Annabelle brought her other hand to mine, trying to grab on to me with both but she couldn’t. She slid right through.

“It’s fine, Marley.” It wasn’t. Yasmin kept trying to tell me that we were connected, and I kept refusing to believe her. The fact that she’d been drawing that image proved she was right. Somehow, as crazy as it sounded, we were linked.

And if Yasmin could see into my life, maybe that meant she could bring Annabelle back.

“I believe you, my dear,” Annabelle said quietly. “Because you’re here with me.”

We sat quietly, listening to insects buzzing around the porch light. There wasn’t any music in the back of my head. But for once in my life, that was okay. I sat with the silence and the image of the train, but it never came any closer. And it was fine.

“If you could come back,” I asked, trying to sound casual, “what would you do?”

“What do you mean?”

“I mean, if you could be ... real again, what would you want to do? I’m just curious. If all of Mackinac Island was yours to roam for a day, what would you want to do?”

“Oh,” she said, looking thoughtfully beyond the garden. “I’d like to have high tea.”

“At the Grand Hotel?”

Annabelle nodded. “I’d like to go shopping. And play the candy game.”

“Candy game?”

She held out her hand as if she was holding a cell phone, then mimicked touching the screen with her fingers.

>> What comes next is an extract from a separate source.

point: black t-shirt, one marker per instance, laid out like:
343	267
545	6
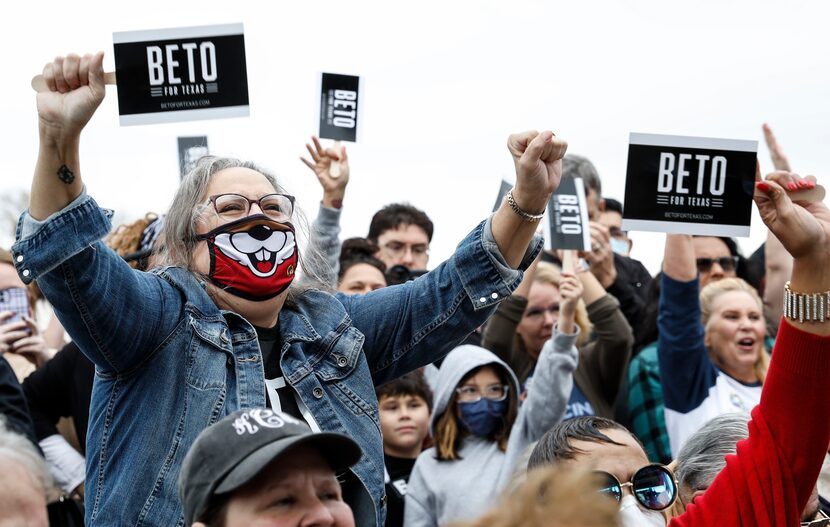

I laughed. “Candy Crush? Okay, yeah, you can play Candy Crush all you like. But be careful whose money you spend. Then what?”

“Then I’d like to visit my father’s grave.” She turned to me, her smile sad but fond. “Pay my respects. And then ...”

“Then what?”

She shook her head. “I don’t know. Dinner, I suppose. And I’d like to dance. With someone, I mean.”

I nodded. “Sounds like a nice day.”

“It would be, wouldn’t it?” Annabelle giggled. “Not terrifically exciting, though.”

“Well,” I said, “exciting is in the eye of the beholder.”

“Indeed.” Annabelle clinked her empty glass to mine, and we traded smiles. I turned back to the garden, but suddenly, it looked completely different.

It was like there was another layer of reality on top of the one I was currently seeing.

The decaying vegetables and empty fire pit were still there, and the weeds were omnipresent.

But I could also see a roaring fire, with children standing around it holding sticks with marshmallows at the end.

The night was dark, but it also wasn’t. I saw strings of fairy lights extending from the house out to the end of the porch and lamps strategically placed throughout the garden, filling the whole place with soft, magical light.

The garden beds were full of colorful tomatoes and other plants I couldn’t identify.

There were bicycles leaning against Yasmin’s shed and a horseshoe pit off to the side of the yard.

Tears welled behind my eyes, and instead of fighting, I let them fall. I heard people murmuring, glasses clinking, and from somewhere behind me, a song that I half recognized.

“Gibson?” Annabelle said, “are you all right?”

I blinked. The vision disappeared but the feeling didn’t. I looked at Annabelle’s beautiful face, shining with concern, and said, “I’m great, actually. I think ... I’m home.”